Deep-Learning As Explained To A 6th Grader

James Ramadan
Analytics Vidhya
Published in
5 min readJan 6, 2020

--

Deep Learning is a type of machine learning and is a popular method these days to make data predictions. To apply deep learning predictive models you need a strong understanding of linear algebra, and to create the models from scratch you need a background in calculus and differential equations.

Lucky for you, today you have me, so we won’t need linear algebra or calculus! I’m going to explain deep learning using only basic algebra.

Let’s get started!

So let’s say we have a data set that shows the relationship between plant growth and time, i.e. we water some plants over the course of several days and record their growth on a chart!

As one might expect, our plants grow taller over time! Now let’s say we have a new plant (shown in blue on day 0) and we want to use our knowledge of past plant growth to predict how tall our plant will grow by day 4. How will we do this?

Well, if we want to keep our guess simple, we assume a linear relationship between height and time, and we project out where the blue dot will be at day 4. From our yellow trend line, it appears our plant will be around 4.5cm on day 4.

Simple enough. This method is called linear regression modeling and was the best way to make predictions prior to machine learning and deep learning.

Now let’s say we watered our plant for the next 4 days and recorded the actual growth results (the blue dots), and then we determined how close our predictions were to the actual height of the plant, and we marked this distance in red.

From the graph above, we see that our predictions did well. The red lines show how far off our predictions were (the prediction errors) at various points in time. The blue dots indicate how tall our plant was at a given time, and the yellow line shows where we expected our plant to be at a given time.
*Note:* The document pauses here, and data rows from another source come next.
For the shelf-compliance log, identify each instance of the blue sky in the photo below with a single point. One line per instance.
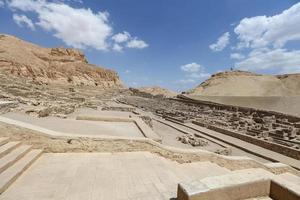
(171, 43)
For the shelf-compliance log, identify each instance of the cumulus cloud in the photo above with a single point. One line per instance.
(137, 44)
(121, 37)
(77, 27)
(191, 67)
(282, 60)
(237, 56)
(22, 20)
(266, 37)
(117, 47)
(264, 31)
(222, 42)
(129, 41)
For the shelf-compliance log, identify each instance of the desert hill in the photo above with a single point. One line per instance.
(241, 83)
(52, 65)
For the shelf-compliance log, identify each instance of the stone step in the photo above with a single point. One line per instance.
(3, 140)
(291, 178)
(11, 174)
(8, 147)
(9, 159)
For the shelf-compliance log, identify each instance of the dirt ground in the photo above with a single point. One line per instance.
(287, 105)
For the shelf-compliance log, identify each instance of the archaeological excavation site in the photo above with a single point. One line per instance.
(73, 130)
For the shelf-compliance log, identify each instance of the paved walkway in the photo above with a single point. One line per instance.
(97, 176)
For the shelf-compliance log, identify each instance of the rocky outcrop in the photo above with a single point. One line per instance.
(241, 83)
(52, 65)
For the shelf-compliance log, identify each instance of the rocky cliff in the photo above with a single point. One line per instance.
(52, 65)
(241, 83)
So we are doing pretty good, but can we do better? Almost certainly, by using deep learning.

To build a deep learning prediction model, we make no assumptions about the relationship between height and time. Our deep learning model will learn this relationship on its own. And, in fact, often times in real data sets, the relationship isn’t easily interpretable by humans.

To start, we set plant height predictions to always be 3cm, no matter the time. Don’t worry, our deep learning model will quickly learn this assumption is incorrect. And yes we could have started with any trend, including the linear one above, but we will just keep our predictions as simple as possible, since the deep learning model figures out the best relationship anyway.

At a minimum, we need to specify 3 parameters to build a deep learning model:

  1. An error formula (the loss function) that tells our deep learning model how to quantify prediction error, e.g. the red lines we used above
  2. How many opportunities (the number of epochs) we want to give the model to analyze the training data (e.g. the black dots) before making a “final” prediction at the true relationship between the variables (e.g. the yellow trend line) in order to predict the test data (e.g. the blue dot)
  3. A number (the learning rate) that specifies how aggressively to adjust our predicted relationship when our model makes bad predictions

The first parameter, the loss function, instructs the model what “right” looks like. Otherwise, the model won’t know how to compare the actual results and its predictions to learn how to get better and be smarter.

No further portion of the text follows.